Vitamin D protects against viral infections
You could protect yourself better against viral infections, especially during autumn and winter, with vitamin D supplementation, says a new study. Since vitamin D levels decrease during the year's last quarter when days are shorter and sunlight is relatively weak.health and fitness Updated: May 02, 2012 18:00 IST
You could protect yourself better against viral infections, especially during autumn and winter, with vitamin D supplementation, says a new study.
Since vitamin D levels decrease during the year's last quarter when days are shorter and sunlight is relatively weak, this may explain why people are more prone to viral infection during these times.
The study also suggests that vitamin D supplementation, especially in older populations, could strengthen people's innate immunity against viral infections, the Journal of Leukocyte Biology reports.
"As more and more research into Vitamin D is conducted, we are learning that it is extremely important for human health," said Victor Manuel Martinez-Taboada, researcher in rheumatology at the Hospital Universitario at the Unversidad de Cantabria in Santander, Spain.

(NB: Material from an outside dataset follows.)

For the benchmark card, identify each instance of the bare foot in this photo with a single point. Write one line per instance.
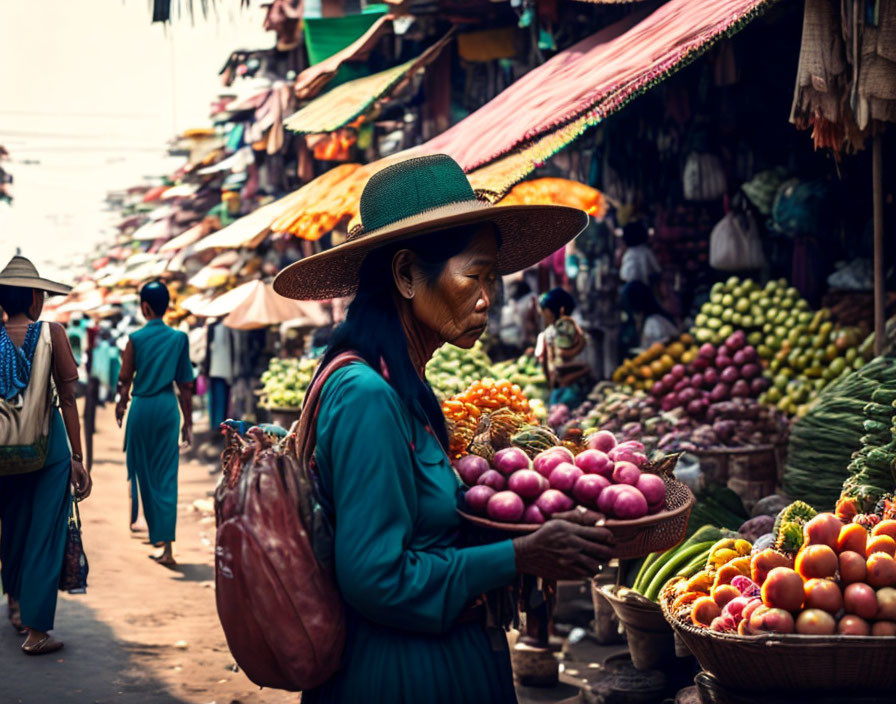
(40, 643)
(167, 556)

"Our study is no different, and vitamin D supplements should be considered one of many tools that might help when conventional therapies are not enough," said Martinez-Taboada.
Researchers compared the changes in the blood levels of vitamin D among three groups of healthy subjects: young (20-30 years), middle (31-59 years), and elderly (60-86 years). They found decreased levels of vitamin D with aging.

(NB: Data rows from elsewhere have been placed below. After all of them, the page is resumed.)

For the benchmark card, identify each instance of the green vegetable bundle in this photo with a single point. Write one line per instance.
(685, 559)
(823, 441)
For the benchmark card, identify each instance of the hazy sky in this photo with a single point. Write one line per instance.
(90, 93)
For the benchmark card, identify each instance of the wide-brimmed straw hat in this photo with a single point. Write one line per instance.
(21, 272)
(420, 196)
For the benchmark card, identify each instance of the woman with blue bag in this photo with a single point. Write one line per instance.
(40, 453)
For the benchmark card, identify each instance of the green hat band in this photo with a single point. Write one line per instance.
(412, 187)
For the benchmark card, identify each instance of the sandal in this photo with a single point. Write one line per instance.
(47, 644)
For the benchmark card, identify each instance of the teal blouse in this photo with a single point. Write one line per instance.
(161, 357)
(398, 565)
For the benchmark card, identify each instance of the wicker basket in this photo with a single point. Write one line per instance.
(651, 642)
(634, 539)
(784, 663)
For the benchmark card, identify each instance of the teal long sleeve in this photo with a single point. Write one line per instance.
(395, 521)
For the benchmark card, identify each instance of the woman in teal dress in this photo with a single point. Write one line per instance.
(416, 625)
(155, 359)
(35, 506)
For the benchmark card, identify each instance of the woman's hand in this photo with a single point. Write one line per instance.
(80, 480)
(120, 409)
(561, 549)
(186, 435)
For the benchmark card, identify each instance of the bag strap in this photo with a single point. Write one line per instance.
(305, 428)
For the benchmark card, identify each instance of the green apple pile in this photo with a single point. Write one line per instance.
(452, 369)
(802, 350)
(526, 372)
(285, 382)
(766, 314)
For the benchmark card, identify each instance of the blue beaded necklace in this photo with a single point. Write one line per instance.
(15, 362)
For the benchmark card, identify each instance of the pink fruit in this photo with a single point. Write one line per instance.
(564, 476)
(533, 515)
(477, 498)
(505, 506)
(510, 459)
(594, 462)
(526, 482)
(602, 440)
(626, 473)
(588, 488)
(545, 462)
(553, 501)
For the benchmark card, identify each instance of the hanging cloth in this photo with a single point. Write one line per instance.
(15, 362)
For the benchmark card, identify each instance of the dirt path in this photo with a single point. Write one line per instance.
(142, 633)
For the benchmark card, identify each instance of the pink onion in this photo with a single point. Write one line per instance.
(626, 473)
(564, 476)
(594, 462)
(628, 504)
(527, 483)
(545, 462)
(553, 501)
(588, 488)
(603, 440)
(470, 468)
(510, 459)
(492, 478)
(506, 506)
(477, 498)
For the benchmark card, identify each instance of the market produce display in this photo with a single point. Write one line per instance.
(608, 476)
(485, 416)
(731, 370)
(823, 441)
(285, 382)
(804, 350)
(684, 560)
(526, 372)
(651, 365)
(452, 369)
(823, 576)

Finally, they studied whether there was any difference in the three age groups depending on the season since it is well known that a limited sun exposure during darker winter months is related with vitamin D deficiency.
"Any school teacher will tell you that people tend to be sicker during the winter than any other time of the year," said John Wherry, deputy editor of the Journal of Leukocyte Biology.
"Since vitamin D supplements are inexpensive and generally safe, this is a really exciting discovery," added Wherry.